Kalyani Bindu is an Indian writer, researcher, and author of the poetry collection, Two Moviegoers. Her poems and essays have appeared in Variant Literature Journal, Active Muse, Madras Courier, Muse India, Ethos Literary Journal, Modern Literature, Indian Express, and others.

The Unheard Story

 

Say “farewell” to me, Deep Sea,

I know there’s not much time left for me to live . . .

So wish me luck when I’m falling in

To the abyss of “no-way-out”. I hope

I was a good son to you, faithful and honest,

Maybe a little naïve . . .

 

My name was Whrowhl, at least

Some friends used to call me that. But I heard

One little boy call out “A wall! A wall!”

It rhymes so nicely, my Sea Lord,

And I remember my brothers laughing;

This has become our favorite joke.

 

I know

Nothing’s perfect all the time and fluffy

Gentle waves can turn into a storm when least expected.
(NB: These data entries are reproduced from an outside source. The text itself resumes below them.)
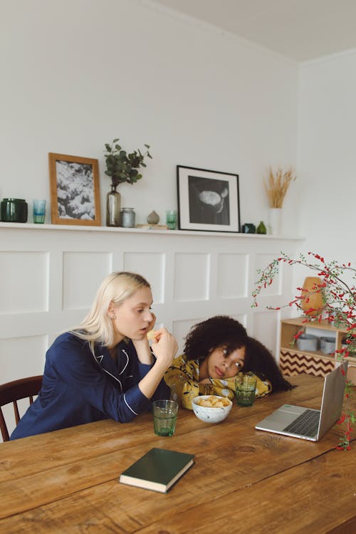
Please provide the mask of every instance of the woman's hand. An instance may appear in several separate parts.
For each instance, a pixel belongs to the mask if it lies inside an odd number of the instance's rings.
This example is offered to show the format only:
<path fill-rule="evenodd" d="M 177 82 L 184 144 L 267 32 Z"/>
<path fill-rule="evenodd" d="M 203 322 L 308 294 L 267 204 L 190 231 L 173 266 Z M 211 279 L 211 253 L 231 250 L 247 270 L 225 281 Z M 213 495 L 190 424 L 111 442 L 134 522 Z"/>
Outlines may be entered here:
<path fill-rule="evenodd" d="M 172 365 L 178 350 L 178 343 L 167 328 L 160 328 L 156 330 L 151 349 L 157 359 L 156 365 L 162 366 L 165 370 Z"/>
<path fill-rule="evenodd" d="M 150 332 L 150 330 L 152 330 L 156 322 L 156 315 L 155 315 L 155 313 L 153 313 L 153 312 L 151 312 L 151 315 L 152 316 L 152 318 L 147 326 L 148 332 Z M 153 358 L 151 352 L 151 349 L 150 348 L 150 343 L 148 342 L 147 336 L 145 335 L 141 340 L 132 340 L 132 341 L 135 348 L 136 349 L 138 359 L 140 360 L 141 363 L 149 365 L 152 364 L 153 362 Z"/>

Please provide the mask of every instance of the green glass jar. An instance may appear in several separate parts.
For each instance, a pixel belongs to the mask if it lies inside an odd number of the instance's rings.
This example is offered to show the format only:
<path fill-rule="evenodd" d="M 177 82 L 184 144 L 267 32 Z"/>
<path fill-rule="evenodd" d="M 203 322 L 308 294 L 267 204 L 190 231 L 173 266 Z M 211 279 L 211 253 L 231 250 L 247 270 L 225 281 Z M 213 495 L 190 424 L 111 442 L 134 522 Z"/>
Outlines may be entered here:
<path fill-rule="evenodd" d="M 260 221 L 260 224 L 257 226 L 256 234 L 267 234 L 267 230 L 263 221 Z"/>
<path fill-rule="evenodd" d="M 3 199 L 1 213 L 2 222 L 27 222 L 28 206 L 23 199 Z"/>

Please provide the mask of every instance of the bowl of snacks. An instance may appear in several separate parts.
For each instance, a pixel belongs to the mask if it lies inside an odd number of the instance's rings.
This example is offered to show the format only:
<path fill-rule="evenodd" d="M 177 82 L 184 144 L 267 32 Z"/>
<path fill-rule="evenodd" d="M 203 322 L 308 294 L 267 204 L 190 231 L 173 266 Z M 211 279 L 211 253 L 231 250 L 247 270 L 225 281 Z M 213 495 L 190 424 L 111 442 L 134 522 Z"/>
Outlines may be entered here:
<path fill-rule="evenodd" d="M 205 423 L 219 423 L 232 408 L 232 402 L 226 397 L 199 395 L 192 402 L 193 412 L 198 419 Z"/>

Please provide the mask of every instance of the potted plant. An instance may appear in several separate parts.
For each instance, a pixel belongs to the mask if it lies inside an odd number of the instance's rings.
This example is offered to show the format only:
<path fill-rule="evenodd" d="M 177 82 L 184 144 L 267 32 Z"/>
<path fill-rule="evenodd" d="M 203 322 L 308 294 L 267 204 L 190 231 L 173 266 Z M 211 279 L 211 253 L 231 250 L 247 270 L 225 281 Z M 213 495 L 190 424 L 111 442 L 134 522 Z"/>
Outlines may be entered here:
<path fill-rule="evenodd" d="M 130 154 L 123 150 L 118 144 L 119 139 L 114 139 L 111 145 L 105 143 L 104 154 L 107 176 L 111 178 L 111 191 L 108 193 L 106 202 L 106 226 L 118 226 L 120 224 L 120 194 L 116 190 L 120 184 L 135 184 L 142 175 L 138 172 L 140 167 L 146 167 L 145 159 L 152 156 L 149 152 L 150 145 L 145 145 L 143 153 L 138 149 Z"/>
<path fill-rule="evenodd" d="M 290 302 L 278 308 L 267 306 L 270 310 L 281 310 L 282 308 L 295 306 L 304 318 L 303 323 L 308 323 L 310 320 L 320 322 L 326 320 L 337 328 L 345 330 L 347 334 L 345 342 L 340 349 L 336 349 L 333 353 L 335 357 L 342 362 L 345 358 L 355 357 L 356 354 L 356 268 L 350 263 L 340 263 L 335 261 L 326 262 L 324 258 L 313 252 L 308 253 L 308 256 L 300 254 L 298 257 L 290 258 L 288 254 L 281 253 L 278 258 L 275 258 L 264 269 L 259 269 L 259 280 L 256 283 L 256 288 L 252 293 L 254 299 L 253 306 L 257 306 L 257 298 L 263 290 L 271 286 L 275 276 L 279 272 L 279 264 L 299 265 L 303 268 L 308 268 L 320 278 L 320 283 L 315 283 L 313 288 L 305 290 L 303 288 L 297 288 L 300 293 Z M 318 278 L 316 278 L 318 280 Z M 313 295 L 320 294 L 323 301 L 323 308 L 313 304 Z M 296 339 L 303 333 L 305 328 L 302 328 L 294 336 Z M 350 436 L 352 430 L 352 425 L 356 422 L 356 415 L 349 407 L 347 399 L 352 394 L 352 382 L 346 380 L 345 397 L 346 402 L 343 408 L 343 413 L 338 422 L 344 425 L 345 431 L 340 439 L 337 449 L 350 450 Z"/>

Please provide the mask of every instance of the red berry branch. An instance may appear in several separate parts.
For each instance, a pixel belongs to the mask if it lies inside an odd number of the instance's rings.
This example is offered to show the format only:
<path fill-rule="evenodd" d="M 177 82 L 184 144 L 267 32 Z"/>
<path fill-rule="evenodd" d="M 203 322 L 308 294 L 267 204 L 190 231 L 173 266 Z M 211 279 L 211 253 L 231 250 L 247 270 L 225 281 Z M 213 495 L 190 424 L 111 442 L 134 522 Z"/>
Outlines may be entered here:
<path fill-rule="evenodd" d="M 280 265 L 300 265 L 315 271 L 321 280 L 320 283 L 315 283 L 310 290 L 297 288 L 300 293 L 290 302 L 278 308 L 267 306 L 269 310 L 281 310 L 284 308 L 295 306 L 304 316 L 303 323 L 310 320 L 321 322 L 326 320 L 330 325 L 346 331 L 345 343 L 341 349 L 336 349 L 333 355 L 337 360 L 343 362 L 350 355 L 356 357 L 356 268 L 350 263 L 340 263 L 334 260 L 327 263 L 319 254 L 308 252 L 308 256 L 300 254 L 296 258 L 281 253 L 278 258 L 271 262 L 265 268 L 258 269 L 259 279 L 256 283 L 256 289 L 252 293 L 253 307 L 258 305 L 257 298 L 261 291 L 271 286 L 275 277 L 279 273 Z M 320 294 L 323 298 L 323 308 L 315 308 L 309 303 L 313 295 Z M 292 344 L 305 330 L 305 327 L 293 337 Z M 352 394 L 352 383 L 347 379 L 345 397 L 346 399 L 343 413 L 338 424 L 345 428 L 340 439 L 337 449 L 348 451 L 350 449 L 352 424 L 356 422 L 354 413 L 349 408 L 349 399 Z"/>

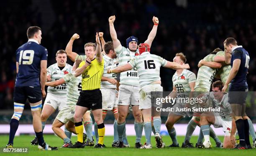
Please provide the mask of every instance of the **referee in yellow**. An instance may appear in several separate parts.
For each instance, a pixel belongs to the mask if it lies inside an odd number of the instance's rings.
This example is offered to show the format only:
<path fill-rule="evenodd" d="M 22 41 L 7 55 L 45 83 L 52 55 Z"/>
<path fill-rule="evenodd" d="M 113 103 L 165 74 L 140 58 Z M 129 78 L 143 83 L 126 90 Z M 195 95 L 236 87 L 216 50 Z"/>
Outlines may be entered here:
<path fill-rule="evenodd" d="M 103 148 L 105 126 L 102 119 L 102 96 L 100 90 L 100 80 L 103 72 L 104 62 L 101 55 L 101 47 L 97 33 L 97 46 L 89 43 L 84 45 L 87 58 L 81 63 L 76 70 L 75 75 L 82 75 L 82 91 L 76 106 L 74 120 L 77 135 L 77 142 L 70 148 L 84 147 L 83 143 L 84 127 L 82 122 L 83 116 L 88 110 L 92 110 L 94 119 L 98 126 L 99 142 L 95 148 Z"/>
That’s what my uncle told me.

 

“You are too serious,” I said, “Come on,

Where is your positive spirit?”

“You’ll see,” he said. I saw

A whaler who harpooned him

Forty-four days after, in July

Twenty Nineteen . . .

 

And I will die today.

 

Forgive me, my dear Earth,

I still don’t know when a wall

Started coming down. Last night my friend

Said I must have swallowed

Too many plastics,

So I’m most likely bleeding inside . . .

 

But I don’t feel sorry for myself, because

Any physical pain is nothing —

Like heartache. I heard

That “everything happens for a reason” —

A famous quote

That you, people, keep repeating . . .

 

But what’s the point of ranting

About nobility that you don’t care about

While all your words are just false

Messages written in poison? What’s

The point of showing your humanity

If you’re starting wars and throwing

People on the street like garbage?

 

What’s behind your indifference and silence

When you’re losing touch with Nature

And your only joy comes

From destruction and high oil prices?

 

You can say I am just a whale,

A worthless sea creature,

Born to be unheard . . .

 

But we still remember that

Nature is not a word on posters,

It’s not a trending TV topic,

Real Nature is a sense

You have forgotten . . ..

 

 

Anastasia Crown is Russian designer, writer, and poet. Her work has appeared in The Writers Union, L'Atelier, Green Avenue, Literature Day, The Birmingham Arts Journal, and others. Her first book, Exopulus Raises Waves, was published in January of 2019 by Algorithm.